Comment by godelski

Comment by godelski a day ago

9 replies

Calling it addition is hairy here. Do you just mean an operator? If so, I'm with you. But normally people are expecting addition to have the full abelian group properties, which this certainly doesn't. It's not a ring because it doesn't have the multiplication structure. But it also isn't even a monoid[0] since, as we just discussed, it doesn't have associativity nor unitality.

There is far less structure here than you are assuming, and that's the underlying problem. There is local structure and so the addition operation will work as expected when operating on close neighbors, but this does greatly limit the utility.

And if you aren't aware of the terms I'm using here I think you should be extra careful. It highlights that you are making assumptions that you weren't aware were even assumptions (an unknown unknown just became a known unknown). I understand that this is an easy mistake to make since most people are not familiar with these concepts (including many in the ML world), but this is also why you need to be careful. Because even those that do are probably not going to drop these terms when discussing with anyone except other experts as there's no expectation that others will understand them.

[0] https://ncatlab.org/nlab/show/monoid

yellowcake0 a day ago

I think you misinterpreted the tone of my original comment as some sort of gotcha. Presumably you're overloading the addition symbol with some other operational meaning in the context of vector embeddings. I'm just calling it addition because you're using a plus sign and I don't know what else to call it, I wasn't referring to addition as it's commonly understood which is clearly associative.

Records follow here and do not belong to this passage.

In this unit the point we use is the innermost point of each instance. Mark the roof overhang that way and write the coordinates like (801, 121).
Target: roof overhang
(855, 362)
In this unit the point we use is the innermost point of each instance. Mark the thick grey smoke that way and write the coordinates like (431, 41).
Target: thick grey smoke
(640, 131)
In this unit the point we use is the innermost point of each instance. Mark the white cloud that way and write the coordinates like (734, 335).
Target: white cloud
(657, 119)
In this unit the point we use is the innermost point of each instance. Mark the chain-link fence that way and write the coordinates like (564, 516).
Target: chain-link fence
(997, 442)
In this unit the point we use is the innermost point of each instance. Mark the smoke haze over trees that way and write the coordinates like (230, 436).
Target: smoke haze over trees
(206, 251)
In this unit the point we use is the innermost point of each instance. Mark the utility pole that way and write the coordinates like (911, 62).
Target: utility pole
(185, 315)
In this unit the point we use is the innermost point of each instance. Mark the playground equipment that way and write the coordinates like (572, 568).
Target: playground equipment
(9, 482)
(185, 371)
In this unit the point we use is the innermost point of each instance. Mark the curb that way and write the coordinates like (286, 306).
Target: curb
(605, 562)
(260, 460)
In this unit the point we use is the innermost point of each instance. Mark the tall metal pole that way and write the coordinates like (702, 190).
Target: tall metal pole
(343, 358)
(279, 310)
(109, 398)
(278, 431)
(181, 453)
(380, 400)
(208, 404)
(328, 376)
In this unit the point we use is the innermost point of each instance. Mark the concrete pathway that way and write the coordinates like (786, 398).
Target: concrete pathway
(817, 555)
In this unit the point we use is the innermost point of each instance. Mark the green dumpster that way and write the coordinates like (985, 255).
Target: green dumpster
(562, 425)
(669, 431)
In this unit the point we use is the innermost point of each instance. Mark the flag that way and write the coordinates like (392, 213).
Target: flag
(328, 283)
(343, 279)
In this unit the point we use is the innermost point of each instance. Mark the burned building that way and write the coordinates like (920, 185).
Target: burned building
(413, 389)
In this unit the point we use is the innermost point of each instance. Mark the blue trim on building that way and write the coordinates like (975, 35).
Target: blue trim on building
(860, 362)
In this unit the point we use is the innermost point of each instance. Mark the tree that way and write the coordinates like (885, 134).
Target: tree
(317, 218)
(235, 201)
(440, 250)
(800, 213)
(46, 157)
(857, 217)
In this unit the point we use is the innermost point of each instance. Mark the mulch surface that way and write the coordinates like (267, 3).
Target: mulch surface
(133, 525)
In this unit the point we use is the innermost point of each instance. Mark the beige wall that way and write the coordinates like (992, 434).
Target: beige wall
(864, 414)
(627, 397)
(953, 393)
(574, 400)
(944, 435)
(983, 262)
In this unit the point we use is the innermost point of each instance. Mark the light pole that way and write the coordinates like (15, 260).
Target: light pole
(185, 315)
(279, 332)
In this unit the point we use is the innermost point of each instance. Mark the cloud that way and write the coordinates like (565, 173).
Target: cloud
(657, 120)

  • danielmarkbruce a day ago

    You guys are debating this as though embedding models and/or layers work the same way. They don't.

    Vector addition is absolutely associative. The question is more "does it magically line up with what sounds correct in a semantic sense?".

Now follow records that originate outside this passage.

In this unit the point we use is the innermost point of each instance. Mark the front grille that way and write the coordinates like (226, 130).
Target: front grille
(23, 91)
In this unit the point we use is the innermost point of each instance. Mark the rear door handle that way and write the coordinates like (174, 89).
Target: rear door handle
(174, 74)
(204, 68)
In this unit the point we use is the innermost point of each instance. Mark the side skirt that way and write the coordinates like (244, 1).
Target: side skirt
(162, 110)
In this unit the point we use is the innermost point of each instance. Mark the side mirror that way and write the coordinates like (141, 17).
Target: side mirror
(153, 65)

    • yellowcake0 a day ago

      I'm just trying to get an idea of what the operation is such that man - man + man = woman, but it's like pulling teeth.

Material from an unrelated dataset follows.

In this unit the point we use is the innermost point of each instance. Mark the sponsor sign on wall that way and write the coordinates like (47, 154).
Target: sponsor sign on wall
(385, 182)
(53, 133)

      • danielmarkbruce 18 hours ago

        It's just plain old addition. There is nothing fancy about the operation. The fancy part is training a model such that it would produce vector representations of words which had this property of conceptually making sense.

        If someone says: "conceptually, what is king - man + woman". One might reasonably say "queen". This isn't some well defined math thing, just sort of a common sense thing.

        Now, imagine you have a function (lets call it an "embedding model") which turns words into vectors. The function turns king into [3,2], man into [1,1], woman into [1.5, 1.5] and queen into [3.5, 2.5].

        Now for king - man + woman you get [3,2] - [1,1] + [1.5,1.5] = [3.5, 2.5] and hey presto, that's the same as queen [3.5, 2.5].

        Now you have to ask - how do you get a function to produce those numbers? If you look at the word2vec paper, you'll come to see they use a couple of methods to train a model and if you think about those methods and the data, you'll realize it's not entirely surprising (in retrospect) that you could end up with a function that produced vectors which had such properties. And, if at the same time you are sort of mind blown, welcome to the club. It blew Jeff Dean's big brain too.